Earlier this month, I had the privilege of participating in Behaviour Support Practitioners Australia‘s 2026 Forum alongside some brilliant colleagues. It has taken me a few days to sit with my thoughts and find the words.
It was a wonderful day. Great speakers. Important voices. The chat was alive with comments, questions, reflections, and resource sharing. There was a real sense of connection throughout the day. People thinking together in real time about the future of our field and the people we support.
As I reflected afterwards, one theme kept coming back to me.
Tension.
Not the bad kind. Not tension headaches or awkwardness in the room. The good kind. Or perhaps the neutral kind. The physics kind. The kind created by opposing forces pulling against each other to create something strong, flexible, and capable of movement. So much of behaviour support exists within this space.
Opposing Forces
Duty of care versus dignity of risk.
Financial viability versus quality of service.
Regulation versus nuance.
Technical precision versus human complexity.
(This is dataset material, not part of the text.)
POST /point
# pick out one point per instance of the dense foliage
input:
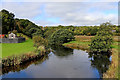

Clear professional registration pathways versus a field strengthened by diverse backgrounds and lived experiences.
Presumed competence versus ensuring a person has the skills and supports needed to have their needs met safely and meaningfully.
Comprehensive plans that attempt to capture a whole life versus practical plans that people can actually implement consistently.
Acting quickly versus acting thoughtfully.
Clearly defined services versus services flexible enough to respond to the realities of individual lives.
Professional expertise versus the lived expertise of the people we support and their families.
Getting it right versus staying humble enough to know you still might not have all the answers.
The tension is the point.
What struck me most at the forum was that despite differing perspectives, approaches, and experiences, there was also a clear shared direction. A set of values pulling us forward together.
Compassion.
Human rights.
Collaboration.
A field genuinely trying to evolve in service of these values will experience tension. A thoughtful practitioner will too. I know I did sitting in that room listening, reflecting, agreeing, questioning, and learning.
But I think that discomfort can be productive.
A push and pull.
A pendulum swing.
A dynamic balance that keeps us moving, refining, questioning, and hopefully improving.
The alternative is certainty without reflection. And that is rarely where good practice lives.
What matters now is that we keep creating spaces for these conversations. Spaces where practitioners can think together openly and respectfully. Spaces where disagreement does not automatically become division. Spaces where we continue to platform the expertise and lived experience of the people we support.
Spaces where we listen.
Because ultimately, the tension is not a sign that the field is failing.
It may actually be a sign that the field is growing.